Ihre These: "Die Medien sind auf Show, Quoten und Unterhaltung gerichtet und fest in Männerhand: Mann = Geist – Frau= Körper. Der Mann sieht, die Frau wird gesehen." Wer ist dafür verantwortlich?
Ich frage meistens "cui bono“ (wem nützt es) statt wer ist schuld. Die Zweiteilung des Menschen aufgrund der Geschlechtszugehörigkeit etabliert eine Hierarchie, in welcher Frauen als Kategorie immer unten stehen. Wichtig wäre, dass sich Frauen selber auch als Subjekte, als Handelnde wahrnehmen und wenn sie nur wie Objekte behandelt werden, Witz, Humor, Charme und einen guten Schlag zwischen die Beine üben. Das war übrigens jetzt ironisch gemeint, ok? Uff, als Frau muss man mit Ironie wirklich aufpassen, vor allem in der Schweiz (lacht).

Was für ein Frauenbild wollen Sie verkörpern? 
Ich bin Regula Stämpfli, who else? Das ist ein Fakt und kein Wollen.

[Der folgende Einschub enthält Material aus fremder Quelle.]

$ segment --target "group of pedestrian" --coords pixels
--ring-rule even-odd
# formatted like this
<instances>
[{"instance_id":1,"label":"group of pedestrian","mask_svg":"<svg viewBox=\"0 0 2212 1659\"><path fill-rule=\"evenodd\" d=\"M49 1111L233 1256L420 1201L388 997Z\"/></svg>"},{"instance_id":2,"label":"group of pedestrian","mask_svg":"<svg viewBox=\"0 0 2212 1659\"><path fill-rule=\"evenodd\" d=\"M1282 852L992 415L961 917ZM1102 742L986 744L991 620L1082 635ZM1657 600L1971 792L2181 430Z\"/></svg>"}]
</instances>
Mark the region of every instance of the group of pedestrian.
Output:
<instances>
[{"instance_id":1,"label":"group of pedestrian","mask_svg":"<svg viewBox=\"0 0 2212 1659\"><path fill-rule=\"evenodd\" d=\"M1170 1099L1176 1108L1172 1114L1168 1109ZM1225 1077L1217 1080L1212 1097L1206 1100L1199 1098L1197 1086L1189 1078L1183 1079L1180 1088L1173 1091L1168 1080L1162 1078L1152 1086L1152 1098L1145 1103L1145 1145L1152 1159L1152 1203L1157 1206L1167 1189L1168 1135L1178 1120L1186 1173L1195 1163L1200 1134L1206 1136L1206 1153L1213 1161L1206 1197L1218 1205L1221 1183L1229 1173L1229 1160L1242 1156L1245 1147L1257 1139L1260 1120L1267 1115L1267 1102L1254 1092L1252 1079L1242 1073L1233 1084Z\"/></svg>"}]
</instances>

Was für ein Typ Frau nervt Sie persönlich am meisten?
Fragen Sie mich doch lieber nach dem Typ Mann! Dann sage ich Ihnen: Diese linken alt-68er Männer à la Richard David Precht, die so daherkommen als würden sie es mit den Frauen gut meinen, und sind sie dann mal in einer Machtposition, entpuppen sie sich als die grössten Frauenzerstörer. Denken Sie an Schröder, Toni Blair oder jetzt auch Hollande...igittigittigitt. Es sind die Männer, die Reda El Arbi mal Tarnkappenmachos genannt hat. Finde ich grossartig. Frauen nerven mich im Kollektiv oder als Typ nicht, sondern ich kann dann einfach nicht soviel mit der Person anfangen. Passiert aber selten.

Sie sind Doktorin der Geschichte, Philosophin, Politologin, Dozentin und Autorin. Welche Zeitepoche interessierte Sie im Studium am meisten und warum?
Lässige Frage! Weil ich erst jetzt merke, dass ich eindeutig eine Krisen-, Kriegs- und Revolutionsliebhaberin bin – und das eigentlich erst grad wegen Ihrer Frage merke. Sie haben mich ertappt.

Ihr Lieblingsphilosoph?
Philosophin natürlich, wobei Liebling viel zu oberflächlich ist: Ich rede, denke, träume, schreibe mit, von und über Hannah Arendt. Sie sitzt oft an meinem Pult, raucht mit mir eine und lacht mit ihrer unverkennbaren, dunklen Stimme, wenn ich wieder mal übers Ziel hinausschiesse.

Ihr nächstes politisches Ziel?
Ich hatte noch nie politische Ziele. Lustig, auch das fällt mir auf. Das Einzige, was mich umtreibt, ist Aufklärung, Vernunft und Kompetenz und ich meine immer noch die Welt mit der Tastatur mitgestalten zu können. Seit 2007, seit der Finanzkrise, bin ich diesbezüglich etwas skeptischer geworden.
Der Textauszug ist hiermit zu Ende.